Pakistan is on the brink of economic disaster, experts say.
Foreign exchange reserves are at four-year lows, pressuring the local rupee and triggering worries that Islamabad may soon be unable to finance monthly import bills.
The developing country is also awash in external debt, having taken on loans from China for the US$62 billion China-Pakistan Economic Corridor.
To avoid a full-blown balance of payments crisis, Islamabad needs outside help. It has two options: the International Monetary Fund or Beijing. Neither, however, may solve its economic woes in the long run.
The South Asian nation is no stranger to IMF bailouts — it has gone through 21 programs in total, with the most recent one ending two years ago.
If the administration of incoming Prime Minister Imran Khan seeks out another loan, estimated at US$10 billion, the country will be subject to the IMF’s strict austerity measures that are likely to hurt growth.
It also wouldn’t bode well politically for Khan, who called on the campaign trail for Pakistan to become self-sufficient.
The U.S., meanwhile, has taken issue with the idea of IMF funds going toward Pakistan’s Chinese debt obligations. “There’s no rationale for IMF tax dollars — and associated with that, American dollars that are part of the IMF funding — for those to go to bail out Chinese bondholders or China itself,” Secretary of State Mike Pompeo told reporters.
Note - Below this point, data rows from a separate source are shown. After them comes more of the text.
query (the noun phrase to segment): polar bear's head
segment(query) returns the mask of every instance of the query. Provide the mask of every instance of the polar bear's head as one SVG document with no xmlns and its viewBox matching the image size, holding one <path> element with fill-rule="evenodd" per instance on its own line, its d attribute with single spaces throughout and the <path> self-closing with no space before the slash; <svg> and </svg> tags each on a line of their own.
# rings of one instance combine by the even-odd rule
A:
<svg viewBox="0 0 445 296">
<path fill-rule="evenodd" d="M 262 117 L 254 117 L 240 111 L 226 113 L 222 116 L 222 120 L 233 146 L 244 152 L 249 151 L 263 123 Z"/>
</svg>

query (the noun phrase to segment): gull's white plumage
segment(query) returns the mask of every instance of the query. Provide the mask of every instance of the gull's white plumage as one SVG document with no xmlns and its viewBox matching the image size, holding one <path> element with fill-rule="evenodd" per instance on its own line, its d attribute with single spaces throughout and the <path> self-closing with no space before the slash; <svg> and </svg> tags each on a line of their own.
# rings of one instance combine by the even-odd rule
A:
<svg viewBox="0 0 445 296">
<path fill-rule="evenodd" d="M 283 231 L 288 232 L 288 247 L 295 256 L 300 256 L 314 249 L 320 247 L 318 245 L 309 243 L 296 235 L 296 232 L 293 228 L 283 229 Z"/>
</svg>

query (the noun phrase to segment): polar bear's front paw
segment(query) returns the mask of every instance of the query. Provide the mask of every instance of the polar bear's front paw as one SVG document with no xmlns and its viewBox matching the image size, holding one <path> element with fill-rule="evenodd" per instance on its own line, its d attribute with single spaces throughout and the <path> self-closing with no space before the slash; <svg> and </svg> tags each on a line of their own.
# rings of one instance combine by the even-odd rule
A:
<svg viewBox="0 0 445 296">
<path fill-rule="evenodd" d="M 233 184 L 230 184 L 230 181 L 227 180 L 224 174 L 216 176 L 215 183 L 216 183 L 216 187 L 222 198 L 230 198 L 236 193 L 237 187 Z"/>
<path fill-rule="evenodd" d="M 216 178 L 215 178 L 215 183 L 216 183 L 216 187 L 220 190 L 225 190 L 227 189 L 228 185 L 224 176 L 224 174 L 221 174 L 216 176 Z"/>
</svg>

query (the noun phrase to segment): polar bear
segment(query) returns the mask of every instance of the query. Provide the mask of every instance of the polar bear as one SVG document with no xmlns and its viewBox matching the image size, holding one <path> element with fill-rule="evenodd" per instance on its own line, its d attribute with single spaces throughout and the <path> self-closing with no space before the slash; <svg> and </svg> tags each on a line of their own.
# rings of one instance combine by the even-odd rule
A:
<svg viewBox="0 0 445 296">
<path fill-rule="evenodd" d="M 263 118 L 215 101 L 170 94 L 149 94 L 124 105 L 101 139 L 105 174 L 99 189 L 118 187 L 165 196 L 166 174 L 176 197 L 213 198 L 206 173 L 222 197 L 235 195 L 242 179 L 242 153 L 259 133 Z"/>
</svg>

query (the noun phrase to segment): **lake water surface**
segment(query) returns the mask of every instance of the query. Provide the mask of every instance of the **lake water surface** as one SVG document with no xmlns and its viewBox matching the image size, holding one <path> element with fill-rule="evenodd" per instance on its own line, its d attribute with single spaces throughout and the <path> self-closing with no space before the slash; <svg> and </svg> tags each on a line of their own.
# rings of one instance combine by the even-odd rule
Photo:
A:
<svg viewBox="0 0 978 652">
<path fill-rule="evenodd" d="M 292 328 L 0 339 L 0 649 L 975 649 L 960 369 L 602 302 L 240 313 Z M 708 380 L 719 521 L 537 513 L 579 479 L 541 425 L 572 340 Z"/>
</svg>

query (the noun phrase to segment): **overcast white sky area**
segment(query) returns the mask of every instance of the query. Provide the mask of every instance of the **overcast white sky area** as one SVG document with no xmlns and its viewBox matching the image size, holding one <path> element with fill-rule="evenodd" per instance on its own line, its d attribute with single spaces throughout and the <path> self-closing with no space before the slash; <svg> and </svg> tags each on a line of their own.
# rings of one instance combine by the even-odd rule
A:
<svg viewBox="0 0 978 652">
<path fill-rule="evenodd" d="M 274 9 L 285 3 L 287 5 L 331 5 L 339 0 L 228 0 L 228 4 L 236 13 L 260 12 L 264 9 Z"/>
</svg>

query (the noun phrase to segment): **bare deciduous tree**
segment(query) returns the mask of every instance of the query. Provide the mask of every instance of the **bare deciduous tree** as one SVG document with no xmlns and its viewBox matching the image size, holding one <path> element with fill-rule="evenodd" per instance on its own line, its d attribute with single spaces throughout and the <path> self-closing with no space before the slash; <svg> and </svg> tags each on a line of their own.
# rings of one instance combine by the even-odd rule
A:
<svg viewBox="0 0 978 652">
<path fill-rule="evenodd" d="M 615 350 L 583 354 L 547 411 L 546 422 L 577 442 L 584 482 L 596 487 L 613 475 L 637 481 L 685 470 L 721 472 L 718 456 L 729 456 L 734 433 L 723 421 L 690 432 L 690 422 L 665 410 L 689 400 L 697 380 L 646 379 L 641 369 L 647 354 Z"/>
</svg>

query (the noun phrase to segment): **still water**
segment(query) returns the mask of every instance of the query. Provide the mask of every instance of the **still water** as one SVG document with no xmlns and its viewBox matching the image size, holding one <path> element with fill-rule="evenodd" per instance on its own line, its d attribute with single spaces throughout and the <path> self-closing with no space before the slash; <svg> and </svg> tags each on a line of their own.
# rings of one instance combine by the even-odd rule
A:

In response, Pakistan’s finance ministry has refuted Pompeo’s linkage of IMF assistance with the China-Pakistan Economic Corridor.
Alternatively, Khan’s government could turn to China for fresh loans. But that would mean Islamabad wading even deeper into the so-called “Chinese debt trap” — a frequent criticism of Beijing’s infrastructure spending spree that’s known as the Belt and Road Initiative, of which the CPEC is a part.
Last month, the Asian giant loaned Pakistan US$1 billion to boost its shrinking foreign currency reserves.
For the current fiscal year thus far, China’s lending to Pakistan is set to exceed US$5 billion, according to Reuters.
Chinese preferential loans currently account for around 10 percent of Pakistan’s foreign debt, while 42 percent is from multilateral financial institutions, China’s embassy in the Islamic Republic said in a July statement.
Khan, who is due to be sworn in later this month, is without an obvious solution, analysts say.
“Without the implementation of a bold reforms agenda, neither option will be able to wean Pakistan off its addiction to foreign loans to keep its economy afloat,” warned Uzair Younus, Director of the South Asia practice at strategy firm Albright Stonebridge Group.